Honda prévient : ça ira mieux mais pas plus vite pour Aston Martin à Miami
Si Honda a pu travailler de façon plus importante grâce à la longue pause d'avril, le motoriste japonais avertit que les progrès sur son moteur ne seront sans doute pas particulièrement visibles chez Aston Martin au GP de Miami 2026 de F1.
Photo de: Mark Thompson / Getty Images
Si Honda estime avoir réalisé des progrès, notamment en termes de fiabilité, pendant la pause de la Formule 1, le motoriste ne s'attend pas à ce que les performances d'Aston Martin s'améliorent particulièrement par rapport à ce que les trois premiers Grands Prix de la saison ont laissé entrevoir.
Le début de collaboration entre le constructeur britannique et la firme japonaise a pour le moins été cahoteux, avec d'importants retards côté châssis et de gros problèmes de fiabilité et de performance côté moteur, en partie liés à des vibrations qui ont notamment endommagé les batteries.
En dépit des ambitions d'Aston Martin au moment d'aborder le tournant réglementaire de 2026, les résultats ont jusqu'ici été catastrophiques et le fait, pour Fernando Alonso, d'avoir vu l'arrivée du GP organisé à Suzuka - en 18e place - a pour le moment été le principal temps fort positif de l'alliance.
C'est donc peu dire que les mots de Honda sont scrutés avant le GP de Miami, épreuve qui survient alors que la F1 sort d'une longue trêve imprévue, faisant suite à l'annulation des GP de Bahreïn et d'Arabie saoudite en raison de la Guerre d'Iran.
Nous avons profité de l'occasion pour garder l'une des AMR26 sur place afin de procéder pour la première fois à des essais statiques supplémentaires à Sakura.
Décrivant le travail effectué durant cette pause, Shintaro Orihara, directeur général des opérations en piste et ingénieur en chef de Honda, a expliqué : "La période entre les courses a été longue mais intense, marquée par un travail considérable mené en collaboration avec l'équipe Aston Martin, tant au Japon qu'au Royaume-Uni."

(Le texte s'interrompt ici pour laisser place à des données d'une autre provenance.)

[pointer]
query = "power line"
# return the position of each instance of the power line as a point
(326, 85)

"Le GP du Japon a démontré que nos efforts vont dans la bonne direction et nous a aidés à trouver la motivation nécessaire pour continuer à avancer. Après cette course, nous avons profité de l'occasion pour garder l'une des AMR26 sur place afin de procéder pour la première fois à des essais statiques supplémentaires à Sakura, en concentrant nos efforts sur la réduction des vibrations et, par conséquent, sur l'amélioration de la fiabilité."
Toutefois, pas question de susciter des attentes très élevées : si les progrès déjà vus à Suzuka sur la fiabilité devraient se poursuivre en Floride, il n'y aura a priori pas vraiment de mieux côté performances.
"Nous avons réalisé certains progrès, ce qui nous permettra de mettre en œuvre de nouvelles mesures correctives à Miami et plus tard dans la saison. De manière réaliste, ces progrès n'auront pas d'impact visible sur les performances du moteur sur la piste ; il ne faut donc pas s'attendre à des avancées spectaculaires à ce niveau."
Miami, un challenge particulier pour Honda
Fernando Alonso lors du Grand Prix du Japon.
Photo de: Peter Fox / Getty Images
Quoi qu'il en soit, Miami va offrir un défi différent du début de saison, que ce soit par son tracé ou par ses conditions météo, sur lequel Orihara ne manque pas d'insister : "Miami est le premier circuit du calendrier 2026 comportant de nombreux virages lents. C'est un circuit unique, avec deux longues portions de pleine charge et plusieurs virages lents. Cette combinaison rend intéressante la recherche d'un compromis au niveau des réglages."
"Du côté de l'unité de puissance, il s'agit d'améliorer le comportement dans les secteurs lents, et l'optimisation de la gestion de l'énergie dans ces sections est un facteur clé pour maximiser les performances."
"Miami est également le premier week-end de course chaud de la saison [il devrait faire au-delà de 30°C lors des trois journées de compétition, ndlr] ; il est donc primordial de maîtriser les températures du bloc moteur dans le cadre de cette nouvelle réglementation."
En sus, le GP de Miami sera la seconde épreuve au format sprint en 2026, après la Chine, ce qui ne sera pas sans compresser le travail possible pour les écuries, en dépit du rallongement de la seule séance d'essais libres.
"Le Grand Prix de Miami est un week-end sprint, ce qui signifie que nous ne disposons que d'une seule séance d'essais libres - même si elle dure 90 minutes - pour optimiser tous les réglages avec les données dans le cadre des nouvelles règles et définir les meilleures spécifications pour le refroidissement avant les qualifications sprint, ce qui rend les EL1 très importants ici."